New Jersey lawmakers are considering a proposal to allow the state Department of Health to open four safe-injection sites where drug addicts could shoot up without fear of arrest.

Roseanne Scotti, the director of the New Jersey Drug Policy Alliance, said these locations, also called overdose prevention centers or safe consumption rooms, are needed because the opioid overdoes epidemic continues to spiral out of control.

“We lost more than 3,000 people last year, so this is another attempt to bring people in out of the shadows and get them the help that they need and keep them safe," she said last week. "Dead people don't recover."

Rather than having people with a substance abuse disorder getting high in back alleys or alone in their cars, she said “they could go and use the drugs they already have and there would be medical personnel there to make sure that they don’t overdose and to offer them access to treatment and other social services.”

There are about 120 overdose prevention centers around the world. There are none in this country, but several states, including New York, are considering the idea.

The centers would provide clean syringes and disinfecting wipes in order to avoid the spread of HIV and hepatitis C.

Medical personnel would have naloxone to revive anyone who overdosed, in addition to treating any other  emergency.

Scotti explained these centers would also offer coffee and a bite to eat to encourage users to feel comfortable and form relationships with the personnel inside. The idea is to eventually get them into drug rehabilitation programs.

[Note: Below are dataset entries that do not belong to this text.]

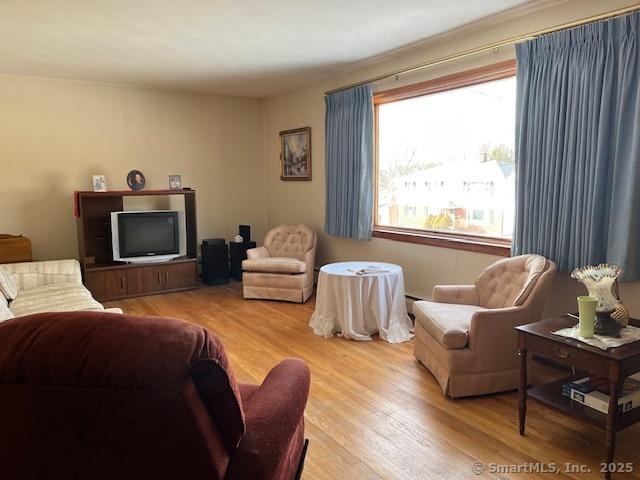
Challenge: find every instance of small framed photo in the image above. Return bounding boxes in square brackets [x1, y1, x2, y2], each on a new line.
[126, 170, 146, 191]
[169, 175, 182, 190]
[280, 127, 311, 181]
[92, 175, 107, 192]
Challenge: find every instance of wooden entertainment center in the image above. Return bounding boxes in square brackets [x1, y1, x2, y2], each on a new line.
[76, 190, 199, 301]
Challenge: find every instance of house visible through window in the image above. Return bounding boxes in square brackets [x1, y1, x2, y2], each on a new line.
[374, 61, 516, 249]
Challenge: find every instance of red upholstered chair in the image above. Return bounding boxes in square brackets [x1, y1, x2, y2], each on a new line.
[0, 312, 310, 480]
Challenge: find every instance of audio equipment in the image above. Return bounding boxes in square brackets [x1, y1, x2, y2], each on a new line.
[201, 238, 229, 285]
[229, 240, 256, 281]
[239, 225, 251, 243]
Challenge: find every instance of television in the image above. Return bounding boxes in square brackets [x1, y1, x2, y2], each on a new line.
[111, 210, 186, 263]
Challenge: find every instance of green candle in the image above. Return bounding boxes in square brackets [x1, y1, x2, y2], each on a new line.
[577, 296, 597, 338]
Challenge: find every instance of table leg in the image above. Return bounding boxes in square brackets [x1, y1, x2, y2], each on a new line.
[604, 378, 620, 480]
[518, 348, 527, 436]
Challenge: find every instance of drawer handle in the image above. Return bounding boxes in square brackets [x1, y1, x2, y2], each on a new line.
[157, 272, 162, 284]
[120, 277, 125, 290]
[554, 346, 570, 359]
[165, 272, 169, 283]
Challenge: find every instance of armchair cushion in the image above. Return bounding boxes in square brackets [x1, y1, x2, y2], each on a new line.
[413, 301, 488, 349]
[474, 255, 548, 309]
[242, 257, 306, 275]
[0, 267, 18, 300]
[264, 225, 315, 260]
[9, 283, 103, 318]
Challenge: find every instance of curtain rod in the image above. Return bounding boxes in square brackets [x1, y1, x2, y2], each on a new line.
[324, 4, 640, 96]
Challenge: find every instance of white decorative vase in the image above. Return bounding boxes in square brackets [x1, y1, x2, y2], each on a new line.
[571, 264, 627, 336]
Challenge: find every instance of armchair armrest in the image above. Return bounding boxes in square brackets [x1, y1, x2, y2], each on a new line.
[468, 306, 530, 370]
[2, 259, 82, 292]
[246, 246, 270, 260]
[227, 358, 310, 480]
[432, 285, 479, 305]
[301, 247, 316, 287]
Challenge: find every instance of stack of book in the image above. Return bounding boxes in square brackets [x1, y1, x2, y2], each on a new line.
[562, 373, 640, 414]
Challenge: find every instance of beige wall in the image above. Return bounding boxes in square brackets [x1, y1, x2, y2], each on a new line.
[0, 75, 267, 260]
[262, 0, 640, 316]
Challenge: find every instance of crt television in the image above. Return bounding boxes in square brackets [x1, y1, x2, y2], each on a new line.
[111, 210, 186, 263]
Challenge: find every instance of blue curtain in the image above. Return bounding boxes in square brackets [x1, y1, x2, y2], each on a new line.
[514, 12, 640, 280]
[325, 84, 374, 240]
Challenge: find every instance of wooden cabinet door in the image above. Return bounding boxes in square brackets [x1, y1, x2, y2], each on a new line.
[85, 269, 127, 301]
[164, 261, 198, 290]
[126, 265, 166, 296]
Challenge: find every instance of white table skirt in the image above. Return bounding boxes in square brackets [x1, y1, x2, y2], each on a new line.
[309, 262, 414, 343]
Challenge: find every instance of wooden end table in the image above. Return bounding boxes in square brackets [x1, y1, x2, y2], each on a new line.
[517, 316, 640, 479]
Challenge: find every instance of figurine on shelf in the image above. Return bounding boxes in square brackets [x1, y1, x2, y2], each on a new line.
[571, 263, 629, 337]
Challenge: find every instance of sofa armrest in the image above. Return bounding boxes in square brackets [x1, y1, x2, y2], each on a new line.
[2, 259, 82, 291]
[432, 285, 479, 305]
[246, 246, 270, 260]
[226, 358, 310, 480]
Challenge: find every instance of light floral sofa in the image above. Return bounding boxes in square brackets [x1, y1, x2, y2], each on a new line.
[0, 260, 122, 321]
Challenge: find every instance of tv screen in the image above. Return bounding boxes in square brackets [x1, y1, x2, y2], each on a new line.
[118, 212, 179, 258]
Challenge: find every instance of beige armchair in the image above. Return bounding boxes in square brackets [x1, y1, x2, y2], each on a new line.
[242, 224, 316, 303]
[413, 254, 556, 398]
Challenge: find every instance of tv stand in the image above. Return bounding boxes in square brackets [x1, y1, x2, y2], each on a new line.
[75, 190, 199, 301]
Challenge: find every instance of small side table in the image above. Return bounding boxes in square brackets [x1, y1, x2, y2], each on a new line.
[517, 316, 640, 479]
[229, 241, 256, 281]
[309, 262, 413, 343]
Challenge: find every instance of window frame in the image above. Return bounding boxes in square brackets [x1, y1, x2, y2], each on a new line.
[372, 59, 517, 257]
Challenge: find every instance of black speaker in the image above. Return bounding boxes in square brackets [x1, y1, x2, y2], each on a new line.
[239, 225, 251, 242]
[201, 238, 229, 285]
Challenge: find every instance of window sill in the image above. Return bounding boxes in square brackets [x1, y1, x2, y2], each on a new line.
[372, 226, 511, 257]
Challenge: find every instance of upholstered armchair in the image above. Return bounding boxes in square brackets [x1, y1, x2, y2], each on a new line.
[242, 224, 316, 303]
[0, 311, 310, 480]
[413, 254, 556, 398]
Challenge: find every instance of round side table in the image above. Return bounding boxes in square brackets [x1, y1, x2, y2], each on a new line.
[309, 261, 414, 343]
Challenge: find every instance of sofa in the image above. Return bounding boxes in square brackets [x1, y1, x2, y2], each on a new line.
[413, 254, 556, 398]
[242, 224, 317, 303]
[0, 311, 310, 480]
[0, 259, 122, 321]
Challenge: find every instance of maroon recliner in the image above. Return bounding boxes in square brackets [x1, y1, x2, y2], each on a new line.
[0, 312, 310, 479]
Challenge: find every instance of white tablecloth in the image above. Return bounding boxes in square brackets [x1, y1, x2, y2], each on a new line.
[309, 262, 414, 343]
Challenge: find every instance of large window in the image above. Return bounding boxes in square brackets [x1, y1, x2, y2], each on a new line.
[374, 61, 516, 255]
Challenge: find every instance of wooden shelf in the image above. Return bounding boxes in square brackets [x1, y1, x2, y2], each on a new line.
[85, 257, 195, 271]
[528, 375, 640, 431]
[76, 189, 195, 198]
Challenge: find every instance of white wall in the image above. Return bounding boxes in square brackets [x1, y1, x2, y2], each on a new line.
[262, 0, 640, 316]
[0, 75, 267, 260]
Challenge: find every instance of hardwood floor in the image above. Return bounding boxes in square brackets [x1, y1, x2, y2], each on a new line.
[105, 283, 640, 479]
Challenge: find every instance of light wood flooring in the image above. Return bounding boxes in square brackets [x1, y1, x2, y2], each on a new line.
[105, 283, 640, 480]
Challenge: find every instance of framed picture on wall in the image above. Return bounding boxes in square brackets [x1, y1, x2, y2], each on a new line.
[280, 127, 311, 181]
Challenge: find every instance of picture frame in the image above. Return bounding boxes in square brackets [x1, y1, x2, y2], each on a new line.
[92, 175, 107, 192]
[169, 175, 182, 190]
[126, 170, 146, 191]
[280, 127, 311, 181]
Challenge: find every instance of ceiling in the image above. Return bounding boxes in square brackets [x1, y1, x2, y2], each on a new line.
[0, 0, 532, 97]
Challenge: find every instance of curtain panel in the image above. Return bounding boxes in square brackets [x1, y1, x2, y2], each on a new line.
[514, 11, 640, 280]
[324, 84, 374, 240]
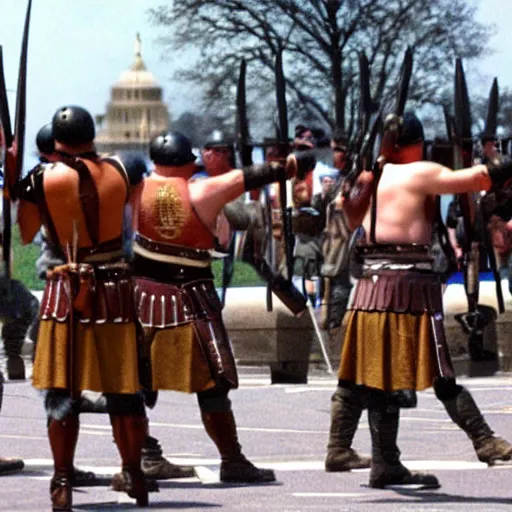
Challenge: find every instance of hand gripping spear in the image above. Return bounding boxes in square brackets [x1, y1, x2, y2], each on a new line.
[0, 0, 32, 279]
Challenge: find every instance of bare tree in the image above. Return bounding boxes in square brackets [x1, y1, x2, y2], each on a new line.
[149, 0, 489, 136]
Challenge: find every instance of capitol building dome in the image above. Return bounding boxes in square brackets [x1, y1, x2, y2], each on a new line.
[96, 33, 170, 153]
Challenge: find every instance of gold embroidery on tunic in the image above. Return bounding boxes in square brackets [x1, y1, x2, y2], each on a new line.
[155, 184, 187, 240]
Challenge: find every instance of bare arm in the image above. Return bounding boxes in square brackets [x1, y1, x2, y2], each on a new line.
[189, 170, 245, 229]
[409, 161, 491, 196]
[18, 200, 43, 244]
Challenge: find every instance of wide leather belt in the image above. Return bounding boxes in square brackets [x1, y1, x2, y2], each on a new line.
[133, 234, 211, 268]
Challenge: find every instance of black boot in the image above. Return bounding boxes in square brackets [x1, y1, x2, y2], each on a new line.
[368, 403, 439, 490]
[142, 435, 195, 479]
[201, 410, 276, 483]
[325, 386, 370, 471]
[442, 387, 512, 465]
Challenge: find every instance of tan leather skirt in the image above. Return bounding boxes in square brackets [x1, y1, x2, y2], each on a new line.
[33, 320, 140, 394]
[338, 310, 438, 392]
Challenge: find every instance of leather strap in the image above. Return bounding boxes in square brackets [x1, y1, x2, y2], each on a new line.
[61, 156, 100, 247]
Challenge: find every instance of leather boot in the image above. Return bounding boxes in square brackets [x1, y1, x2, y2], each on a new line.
[325, 386, 371, 471]
[442, 387, 512, 465]
[368, 405, 439, 490]
[110, 415, 149, 506]
[48, 415, 79, 511]
[201, 410, 276, 483]
[142, 435, 195, 479]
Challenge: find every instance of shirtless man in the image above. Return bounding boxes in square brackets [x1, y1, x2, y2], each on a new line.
[17, 106, 149, 509]
[132, 131, 313, 483]
[336, 112, 512, 489]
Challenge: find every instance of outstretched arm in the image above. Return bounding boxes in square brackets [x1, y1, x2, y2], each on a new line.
[190, 153, 313, 229]
[409, 162, 490, 196]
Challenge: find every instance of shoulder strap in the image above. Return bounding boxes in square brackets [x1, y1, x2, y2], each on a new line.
[31, 165, 63, 255]
[62, 156, 100, 246]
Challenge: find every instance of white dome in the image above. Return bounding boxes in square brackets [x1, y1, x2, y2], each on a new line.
[117, 68, 158, 87]
[116, 33, 159, 88]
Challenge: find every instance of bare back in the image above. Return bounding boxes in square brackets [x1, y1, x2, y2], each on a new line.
[43, 159, 128, 249]
[362, 160, 488, 245]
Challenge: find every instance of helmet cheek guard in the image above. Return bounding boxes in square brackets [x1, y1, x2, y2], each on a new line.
[52, 105, 95, 146]
[149, 131, 196, 166]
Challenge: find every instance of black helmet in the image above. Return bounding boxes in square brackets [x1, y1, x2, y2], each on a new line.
[36, 123, 55, 154]
[397, 112, 424, 147]
[150, 131, 196, 166]
[52, 105, 95, 146]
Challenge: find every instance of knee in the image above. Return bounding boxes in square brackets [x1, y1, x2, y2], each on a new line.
[197, 388, 231, 413]
[105, 393, 146, 416]
[434, 378, 463, 401]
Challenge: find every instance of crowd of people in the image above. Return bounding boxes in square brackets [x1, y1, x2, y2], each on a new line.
[1, 104, 512, 510]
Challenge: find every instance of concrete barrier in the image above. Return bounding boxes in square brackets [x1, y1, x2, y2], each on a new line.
[223, 279, 512, 380]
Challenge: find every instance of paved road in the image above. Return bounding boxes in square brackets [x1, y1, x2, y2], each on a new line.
[0, 362, 511, 511]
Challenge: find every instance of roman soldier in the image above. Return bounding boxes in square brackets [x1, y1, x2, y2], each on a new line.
[131, 131, 313, 483]
[31, 123, 195, 489]
[335, 112, 512, 489]
[16, 106, 149, 510]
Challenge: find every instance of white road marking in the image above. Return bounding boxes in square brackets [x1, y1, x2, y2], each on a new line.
[399, 417, 451, 423]
[194, 465, 219, 484]
[20, 457, 512, 485]
[293, 492, 366, 498]
[0, 434, 46, 440]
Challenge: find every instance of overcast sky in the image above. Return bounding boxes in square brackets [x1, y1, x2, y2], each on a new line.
[0, 0, 510, 169]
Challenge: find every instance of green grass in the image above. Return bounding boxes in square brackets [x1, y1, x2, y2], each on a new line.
[211, 259, 265, 288]
[12, 225, 43, 290]
[11, 226, 265, 291]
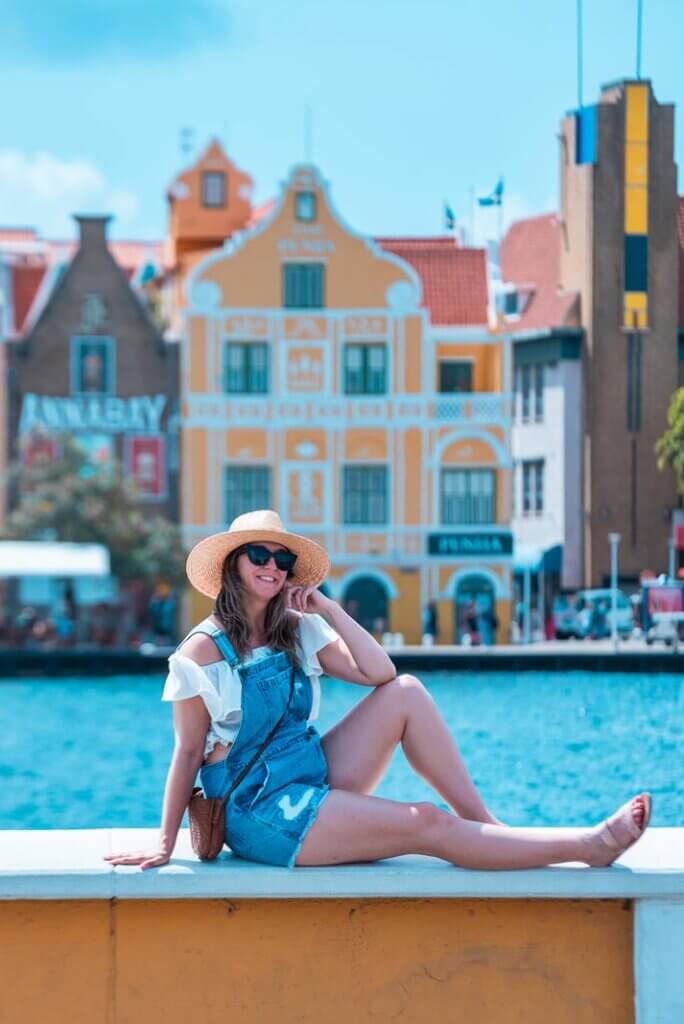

“What we’re doing with these centers is normalizing compassion and normalizing saving lives," she said.

Opponents, however, argue that opening these kinds of centers might be taken as a sign of condoning illegal drug use.

But Scotti said that "these are individuals who are already using drugs.”

“If this was your loved one, would you rather have them using drugs alone in a car or in a back alley or in an abandoned house, or would you rather have them in a safe place?”

Assemblywoman Valeria Vainieri Huttle, D-Bergen, is sponsoring the measure with state Sens. Joe Vitale, D-Middlesex, and Linda Greenstein, D- Mercer.